At the end of Exp 1, the column was washed with phosphate buffer (100 mM) and reused. Experiment 2 (Exp 2) started at 4.8 hs. During the first hour of operation, the absorbance was almost constant, indicating that the adsorption of OII was negligible due to the saturation of DSGE with the adsorbed OII from Exp 1. Additionally, PA was 4 mM/h, suggesting that the column still leached enzyme, although much less than during Exp 1. The continuous addition of hydrogen peroxide started at 6.2 hs. Accordingly, A485 rapidly decreased, reaching a removal of 89% after 9 hs. It is important to note that PA in solution was not detected at the end of Exp 2, indicating that DSGE stopped leaching HRP. After the second assay, the column was washed again with phosphate buffer. The third experiment (Exp 3) started at 9.2 hs by the continuous addition of hydrogen peroxide. In this case, the OII adsorption stage was not performed because results obtained during Exp 2 indicated that the column was saturated with OII. At the end of the oxidation reaction at 11.7 hs, the A485 removal value was nearly 80%. Besides, PA was not detected, demonstrating that in Exp 3 the column did not leach enzyme. Accordingly, it can be concluded that during Exp 3 the OII oxidation reaction was only catalyzed by the immobilized HRP, but not by the presence of the free enzyme in solution. Finally, it is important to note the gradual increase of the absorbance after each experiment due to the accumulation of oxidation products. Figure 14 demonstrates that DSGE could catalyze the oxidation of OII by hydrogen peroxide in three consecutive assays during 12 hs of continuous use. However, further research is needed to develop adsorption-oxidation models that can represent the removal of OII by DSGE in fixed-bed column reactors.
4. Conclusions
In this work, a horseradish peroxidase (HRP) was immobilized onto calcined diatomites (D) by covalent bonding. The amount of protein immobilized was improved by the surface modification of D by silanization with APTES and glutaraldehyde. SEM/EDX, XRD, DRIFT, and TGA analysis demonstrated that HRP was successfully immobilized onto the surface of chemically modified diatomites.

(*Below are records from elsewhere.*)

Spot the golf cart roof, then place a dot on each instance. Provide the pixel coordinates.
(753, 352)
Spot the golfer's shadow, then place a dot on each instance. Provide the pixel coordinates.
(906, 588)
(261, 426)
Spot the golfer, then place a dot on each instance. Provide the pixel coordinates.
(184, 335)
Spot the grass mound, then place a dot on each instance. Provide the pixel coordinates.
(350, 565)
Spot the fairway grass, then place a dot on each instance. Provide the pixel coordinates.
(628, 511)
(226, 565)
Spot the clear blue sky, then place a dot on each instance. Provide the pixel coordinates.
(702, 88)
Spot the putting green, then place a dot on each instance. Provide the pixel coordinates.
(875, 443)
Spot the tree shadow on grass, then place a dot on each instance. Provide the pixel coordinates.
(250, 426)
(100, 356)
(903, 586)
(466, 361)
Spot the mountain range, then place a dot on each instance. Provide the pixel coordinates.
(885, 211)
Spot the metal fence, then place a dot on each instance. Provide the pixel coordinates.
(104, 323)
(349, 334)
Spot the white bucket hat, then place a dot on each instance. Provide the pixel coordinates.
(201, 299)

Batch experiments demonstrate that adsorption and catalytic oxidation in the presence of hydrogen peroxide were both responsible for the overall removal of Orange II (OII). Finally, a fixed-bed column reactor filled with chemically bonded HRP onto diatomites (DSGE) was tested for the removal of OII. DSGE showed a noticeable enzymatic activity and stability, even after three consecutive assays during 12 h of semi-continuous operation. However, more research is needed to develop adsorption-oxidation models that can represent the removal of OII by DSGE in fixed-bed column reactors.
Conflict of interest
The author(s) declare there is no funding information/conflict of interest to declare.